How do you act a Third Way in a Two Way world

In Byron Borger's list of reccomended books in preparation for the November election he includes this preface:
I will describe some titles that will help Christian reflection on our civic duties, a biblically-shaped vision for government and some handles on thinking about political issues in our post-Christian and pluralistic times. For those who are already ducking for cover, these are not titles about “taking back our Christian country” or those of an arrogant or triumphalistic approach which swerves toward an imposed theocracy. As always in these pages, I offer books which we trust will help thoughtful and engaged people of faith walk a third way, seeing a Godly and biblical alternative to the extreme poles and ideologies of our cultural landscape. In the realm of politics, I'd say, we want to offer books which tend to both reject the liberal social gospel and the conservative religious right. Neither do we want to yield to the hegemony of the secularized “naked public square” nor revert to some insistence that this is a Christian country (an assertion which is, in any case, historically inaccurate and doctrinally unfaithful). We really don't care as much about partisan labels as exploring how a biblical worldview would shape our social concerns and our sense of the principles involved, and then the possible policies that emerge from those principles.
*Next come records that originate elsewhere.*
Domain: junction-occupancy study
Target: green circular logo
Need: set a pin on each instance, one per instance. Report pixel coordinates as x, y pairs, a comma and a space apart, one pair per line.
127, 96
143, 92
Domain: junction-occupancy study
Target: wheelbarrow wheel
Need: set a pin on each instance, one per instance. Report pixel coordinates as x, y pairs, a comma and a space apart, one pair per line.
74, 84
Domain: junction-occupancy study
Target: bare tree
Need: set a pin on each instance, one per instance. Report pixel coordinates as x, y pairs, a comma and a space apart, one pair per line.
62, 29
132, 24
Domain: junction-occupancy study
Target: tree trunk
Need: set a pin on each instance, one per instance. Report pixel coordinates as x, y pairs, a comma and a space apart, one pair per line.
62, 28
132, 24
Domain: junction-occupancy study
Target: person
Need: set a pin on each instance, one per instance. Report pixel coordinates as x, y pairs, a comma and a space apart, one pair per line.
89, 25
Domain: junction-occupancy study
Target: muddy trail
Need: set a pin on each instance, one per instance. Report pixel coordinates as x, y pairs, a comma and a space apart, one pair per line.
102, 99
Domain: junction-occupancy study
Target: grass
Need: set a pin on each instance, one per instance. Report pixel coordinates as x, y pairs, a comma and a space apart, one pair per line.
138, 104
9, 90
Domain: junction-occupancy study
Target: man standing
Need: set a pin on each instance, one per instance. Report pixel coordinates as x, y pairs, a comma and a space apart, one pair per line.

I very much agree with his position here. I do look for that third way. But what is tragic is that the reflection on policies emerging from the principles consistent with my christian perspectives lie so broadly across the limited spectrum of political party positions. I have had to prioritize the different policy positions and in that way start making decisions about political action supporting separate parties. In addition, I have to look at how successfully the two parties have implemented policies that I find essential to a biblical worldview. My feeling is that Ronald Reagan paid lip service to life politics in order to gain a following, and then was either unwilling or unable to move the decision forward. The same can certainly be said for Democratic inability to really make changes in policies of world justice (Clinton does still have Ruwanda on his head). So you won't see "Blog for Bush" or "Kerry Edwards" on this blog. At least not yet.